Integrating Cobol with JavaScript

Christoph Schobesberger
Oct 23 · 11 min read

This is a guest blog post by Christoph Schobesberger. He shares the results of a GraalVM-related project he did at the JKU Linz University.

GraalVM has support for different languages JavaScript, Ruby, R, Python, and so on. It also includes the LLVM bitcode execution runtime — Sulong — which allows executing programs compiled to LLVM bitcode, usually from native languages like C or C++. By using a compiler like GnuCOBOL that compiles COBOL code to C code, we can run COBOL programs on Sulong. The Interoperability feature of GraalVM allows us to call COBOL code from other programming languages and vice versa. It’s really exciting to have such synergy between a technology created in 1959 and cutting edge technology like GraalVM.

Image for post
Image for post

This blog post showcases how such interoperability can be done and explains some low-level details so that you can try this for your own program. We start with a program in COBOL, rewrite a piece of it in JavaScript, and then execute the original COBOL program making it call the JavaScript module which in turn can call COBOL functions.

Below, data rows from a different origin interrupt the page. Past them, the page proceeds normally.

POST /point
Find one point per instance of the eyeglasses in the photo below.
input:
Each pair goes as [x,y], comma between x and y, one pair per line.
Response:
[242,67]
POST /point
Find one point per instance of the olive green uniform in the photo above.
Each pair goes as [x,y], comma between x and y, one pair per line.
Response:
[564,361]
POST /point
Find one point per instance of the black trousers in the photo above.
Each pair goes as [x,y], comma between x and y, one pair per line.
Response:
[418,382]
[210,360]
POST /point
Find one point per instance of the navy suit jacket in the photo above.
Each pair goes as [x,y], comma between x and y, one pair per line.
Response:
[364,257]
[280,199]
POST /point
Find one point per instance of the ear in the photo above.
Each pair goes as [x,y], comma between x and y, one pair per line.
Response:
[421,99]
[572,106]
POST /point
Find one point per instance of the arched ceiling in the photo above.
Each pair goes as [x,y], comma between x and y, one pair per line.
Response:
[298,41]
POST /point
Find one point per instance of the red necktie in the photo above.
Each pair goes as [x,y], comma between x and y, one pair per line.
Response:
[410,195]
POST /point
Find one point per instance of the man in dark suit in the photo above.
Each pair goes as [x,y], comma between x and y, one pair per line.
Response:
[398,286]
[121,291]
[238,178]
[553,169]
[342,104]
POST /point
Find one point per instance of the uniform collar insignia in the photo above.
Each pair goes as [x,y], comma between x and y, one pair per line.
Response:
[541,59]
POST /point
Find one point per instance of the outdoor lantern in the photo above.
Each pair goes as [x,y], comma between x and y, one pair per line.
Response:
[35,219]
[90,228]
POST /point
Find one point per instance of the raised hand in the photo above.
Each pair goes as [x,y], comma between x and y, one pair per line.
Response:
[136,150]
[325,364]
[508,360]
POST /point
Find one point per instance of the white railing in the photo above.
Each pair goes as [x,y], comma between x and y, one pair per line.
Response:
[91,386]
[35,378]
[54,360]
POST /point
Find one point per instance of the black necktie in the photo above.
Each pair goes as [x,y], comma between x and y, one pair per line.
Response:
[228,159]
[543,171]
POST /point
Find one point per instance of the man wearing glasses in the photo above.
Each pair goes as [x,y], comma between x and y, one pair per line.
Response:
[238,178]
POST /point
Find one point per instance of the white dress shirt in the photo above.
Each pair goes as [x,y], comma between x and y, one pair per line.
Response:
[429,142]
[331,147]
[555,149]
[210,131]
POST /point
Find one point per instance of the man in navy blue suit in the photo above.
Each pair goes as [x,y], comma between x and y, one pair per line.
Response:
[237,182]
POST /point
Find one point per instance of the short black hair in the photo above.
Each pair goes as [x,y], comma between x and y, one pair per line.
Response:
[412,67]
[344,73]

SHA-3 Library written in Cobol

For the sample application we use an implementation of SHA-3 written in Cobol available on the GnuCOBOL website. There is one common module KECCAK.cob that performs the actual algorithm and several modules for the different bit widths of SHA3. The module TESTSHA3.cob calls the SHA-3 implementation modules in order to test them. We will rewrite the SHA3–256.cob module in JavaScript and call it from Cobol. The Javascript code in turn has to call the KECCAK.cob Cobol module.

Image for post
Image for post

Prerequisites

  • First, the GraalVM is needed (version 20.2 or higher). For this example we use managed mode of bitcode execution in Sulong which virtualizes it completely and provides better guarantees for running native code. For this you’ll need the Enterprise Edition with the LLVM Toolchain, we used the JDK8 based distribution. You can get it from the GraalVM website.

Setup

The first thing that needs to be done is to set up some environment variables so that we can use all GraalVM tools. The commands can be found in the script setup.sh, which looks like this:

export GRAALVM_PATH=/path/to/graalvm-ee-java8-20.2.0# export path for lli
export PATH=$GRAALVM_PATH/bin:$PATH
export LLVM_TOOLCHAIN=$(lli --llvm.managed --print-toolchain-path)
# set path for gcc
export PATH=$LLVM_TOOLCHAIN:$PATH
# path to graalvm managed libraries
export GRAALVM_LIBRARIES_PATH=$GRAALVM_PATH/jre/languages/llvm/managed/lib
# path to directory containing libraries that are compiled for Sulong managed mode
export MANAGED_LIBRARIES_PATH=$(pwd)/bitcode-managed
# include cobc in search path
export PATH=$MANAGED_LIBRARIES_PATH/bin:$PATH

The environment variable GRAALVM_PATH has to be adjusted to the corresponding path in your environment. After executing source setup.sh the command which lli and which gcc should point to the GraalVM versions.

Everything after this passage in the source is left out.